The crazy golf chain has seen business come “roaring back” since Covid restrictions eased, co-founder Matt Grech-Smith told CityA.M.
Work bookings make up 45 per cent of Swinger’s trade, its chief said as the competitive socialising firm prepares for a New York venue opening next month and an extension of its West End site this spring.
Bookings have been driven by firms rescheduling bookings held in credit as well as firms who “clearly have lots of budget sitting there that they haven’t been able to use in the past two years,” he said.
“Now people work from home [more], we’re seeing a greater emphasis on team socialising because they aren’t getting together as they used to.

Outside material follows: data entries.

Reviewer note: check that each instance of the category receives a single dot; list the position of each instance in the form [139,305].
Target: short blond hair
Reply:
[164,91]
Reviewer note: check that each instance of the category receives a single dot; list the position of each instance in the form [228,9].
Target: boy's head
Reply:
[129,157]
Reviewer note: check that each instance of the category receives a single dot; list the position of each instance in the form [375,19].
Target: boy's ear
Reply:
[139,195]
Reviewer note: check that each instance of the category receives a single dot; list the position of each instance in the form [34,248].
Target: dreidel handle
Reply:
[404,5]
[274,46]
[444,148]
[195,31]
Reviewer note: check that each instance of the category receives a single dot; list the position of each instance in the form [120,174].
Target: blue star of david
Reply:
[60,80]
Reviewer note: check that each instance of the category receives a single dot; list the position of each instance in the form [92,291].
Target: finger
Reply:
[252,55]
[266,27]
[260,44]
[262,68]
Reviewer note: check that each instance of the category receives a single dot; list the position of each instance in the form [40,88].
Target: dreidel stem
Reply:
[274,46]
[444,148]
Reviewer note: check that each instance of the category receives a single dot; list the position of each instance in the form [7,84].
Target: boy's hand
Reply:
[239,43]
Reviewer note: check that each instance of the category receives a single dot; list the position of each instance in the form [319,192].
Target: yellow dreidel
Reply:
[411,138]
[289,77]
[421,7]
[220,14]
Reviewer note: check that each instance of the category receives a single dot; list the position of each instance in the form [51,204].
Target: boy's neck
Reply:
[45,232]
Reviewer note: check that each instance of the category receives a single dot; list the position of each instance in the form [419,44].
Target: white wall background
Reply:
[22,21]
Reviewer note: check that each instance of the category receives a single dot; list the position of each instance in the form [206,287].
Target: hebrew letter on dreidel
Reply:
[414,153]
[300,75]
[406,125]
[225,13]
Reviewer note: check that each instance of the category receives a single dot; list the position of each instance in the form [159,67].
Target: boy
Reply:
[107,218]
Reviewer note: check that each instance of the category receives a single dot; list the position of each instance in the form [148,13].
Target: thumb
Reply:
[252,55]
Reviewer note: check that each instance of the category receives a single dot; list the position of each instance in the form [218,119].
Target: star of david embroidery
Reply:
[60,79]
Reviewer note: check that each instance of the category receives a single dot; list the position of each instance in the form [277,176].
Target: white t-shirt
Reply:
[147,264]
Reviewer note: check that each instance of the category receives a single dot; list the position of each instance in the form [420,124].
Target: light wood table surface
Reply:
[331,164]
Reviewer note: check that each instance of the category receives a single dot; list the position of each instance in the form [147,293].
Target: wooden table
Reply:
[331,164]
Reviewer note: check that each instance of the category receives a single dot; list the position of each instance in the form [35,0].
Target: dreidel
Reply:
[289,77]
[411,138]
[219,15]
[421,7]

“We offer a solution where the focus is not just on the drinking, we provide an activity to focus on.”
“We obviously had a challenging pandemic where the rules changed and we opened and closed, but it was encouraging as when we got those moments where we could reopen, the demand was always there,” Grech-Smith said.
With its New York debut imminent, Grech-Smith said the company had not ruled out further sites in the UK.
“Each site turns over £9m a year, they’re quite big machines. We need a big corporate density, a big after work drinking culture. In London, you can immediately recognise that, with regional cities we are definitely keeping an eye on them,” he said.
London’s hospitality sector has been gradually recovering after two years of closures and subdued trade amid the pandemic, fresh data revealed this week.
The capital was ranked the eighth most ‘vibrant’ large city in the UK, moving up two places from last, in an analysis of March device log-in data by CGA and Wireless Social.
“Closures and the shortage of office workers, visitors and shoppers have taken a heavy toll on hospitality in London, so it’s good to see signs that much of the pre-pandemic vibrancy is returning,” CGA client director Chris Jeffrey said.